It’s wrong to be Starting with a cliche about how people say we all go through a roller coaster ride in life,but I couldn’t agree more as 2014 including the year before that has so far been the most difficult year in my life as far as I remember. It’s been a year full of hardships and tears, worse of all, hatred. It’s not fair to say I never had a good time because I did, but that’s maybe once in a month or more and that is far too less for someone putting her heart and soul at her job every second, everyday for 365days and slowly burning from the inside. I have no regrets though, going through the rain made me love summer a lot more. Summer.
Of course, who doesn’t like sand on your feet? It feels as good as a breath of fresh air. Walking barefoot did make me feel a grasp of how it is again to have a peace of mind, to feel free.
Sunset. If there’s a kind of love for the non-living I’d say I’m in love with this one, just like how I love the color of yellow,brown,amber,nude,tan and everything else that makes the world seem cozy and peaceful and yet so full of life.
I’m totally a pyromaniac, this is sunset in my arms, it warms me up from the inside. I don’t know exactly how fire can burn and bring someone back to feeling so alive.

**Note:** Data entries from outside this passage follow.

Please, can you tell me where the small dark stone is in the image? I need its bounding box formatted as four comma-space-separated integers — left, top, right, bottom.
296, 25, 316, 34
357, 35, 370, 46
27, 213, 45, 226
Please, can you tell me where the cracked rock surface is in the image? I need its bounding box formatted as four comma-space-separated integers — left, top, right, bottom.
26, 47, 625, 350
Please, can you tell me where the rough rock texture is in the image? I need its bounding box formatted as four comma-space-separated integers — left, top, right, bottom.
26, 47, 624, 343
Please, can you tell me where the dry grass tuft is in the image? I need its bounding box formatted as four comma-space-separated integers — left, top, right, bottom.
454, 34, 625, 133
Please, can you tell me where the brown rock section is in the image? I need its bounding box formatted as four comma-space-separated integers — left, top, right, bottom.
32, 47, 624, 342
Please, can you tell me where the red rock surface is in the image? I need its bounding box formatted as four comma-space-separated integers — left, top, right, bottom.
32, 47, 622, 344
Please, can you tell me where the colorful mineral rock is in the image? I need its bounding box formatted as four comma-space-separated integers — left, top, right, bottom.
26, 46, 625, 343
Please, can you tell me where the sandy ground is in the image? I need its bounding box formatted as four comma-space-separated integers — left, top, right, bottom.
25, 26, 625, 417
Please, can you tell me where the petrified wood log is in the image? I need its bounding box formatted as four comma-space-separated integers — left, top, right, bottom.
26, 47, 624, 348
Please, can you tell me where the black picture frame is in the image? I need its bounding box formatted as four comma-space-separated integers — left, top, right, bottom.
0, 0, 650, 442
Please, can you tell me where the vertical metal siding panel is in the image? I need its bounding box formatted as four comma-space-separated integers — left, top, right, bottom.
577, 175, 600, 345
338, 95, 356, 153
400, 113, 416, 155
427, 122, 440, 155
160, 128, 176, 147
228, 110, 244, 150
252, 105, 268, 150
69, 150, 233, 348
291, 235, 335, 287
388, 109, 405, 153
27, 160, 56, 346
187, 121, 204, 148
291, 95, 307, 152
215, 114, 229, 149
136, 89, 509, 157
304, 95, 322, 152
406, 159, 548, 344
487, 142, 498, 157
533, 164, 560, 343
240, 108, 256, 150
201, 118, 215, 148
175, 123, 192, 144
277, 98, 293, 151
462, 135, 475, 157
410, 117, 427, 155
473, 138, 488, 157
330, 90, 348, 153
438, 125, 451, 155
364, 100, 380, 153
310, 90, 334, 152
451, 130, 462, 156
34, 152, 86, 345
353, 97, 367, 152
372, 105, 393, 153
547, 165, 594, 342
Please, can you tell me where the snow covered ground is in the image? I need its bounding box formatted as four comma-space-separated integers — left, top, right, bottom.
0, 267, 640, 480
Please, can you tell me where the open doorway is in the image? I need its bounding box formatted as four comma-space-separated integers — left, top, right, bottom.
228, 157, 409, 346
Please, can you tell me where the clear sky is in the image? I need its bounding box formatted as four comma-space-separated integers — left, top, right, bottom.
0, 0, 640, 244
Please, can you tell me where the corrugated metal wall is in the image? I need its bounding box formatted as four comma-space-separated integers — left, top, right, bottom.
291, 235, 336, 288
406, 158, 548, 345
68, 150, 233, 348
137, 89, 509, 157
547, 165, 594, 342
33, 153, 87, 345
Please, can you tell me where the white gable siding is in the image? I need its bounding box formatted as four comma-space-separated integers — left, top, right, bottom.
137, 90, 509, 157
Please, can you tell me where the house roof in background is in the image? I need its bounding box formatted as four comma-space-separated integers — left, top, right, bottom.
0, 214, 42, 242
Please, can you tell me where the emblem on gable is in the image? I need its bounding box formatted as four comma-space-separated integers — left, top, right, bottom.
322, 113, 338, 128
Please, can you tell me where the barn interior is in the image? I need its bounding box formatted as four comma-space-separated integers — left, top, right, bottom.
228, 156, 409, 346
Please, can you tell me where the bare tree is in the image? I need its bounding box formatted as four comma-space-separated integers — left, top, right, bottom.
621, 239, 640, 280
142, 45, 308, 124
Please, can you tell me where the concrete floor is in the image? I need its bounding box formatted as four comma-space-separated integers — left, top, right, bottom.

A dose of your parents’ tender loving arms, a good beach, a good company, a good beer and a good cry. So good that even if the sun is high up in the sky, it helps you cover up the tears on your cheeks with raindrops. It helps you bring back your beautiful smile.
Anyone can easily give up anything for a view of redemption. Another shot at living life and becoming once again, carefree. For anyone who finds peace at heart could start a new beginning. I’m thankful to be able to come back home and say I’m ready to do it again.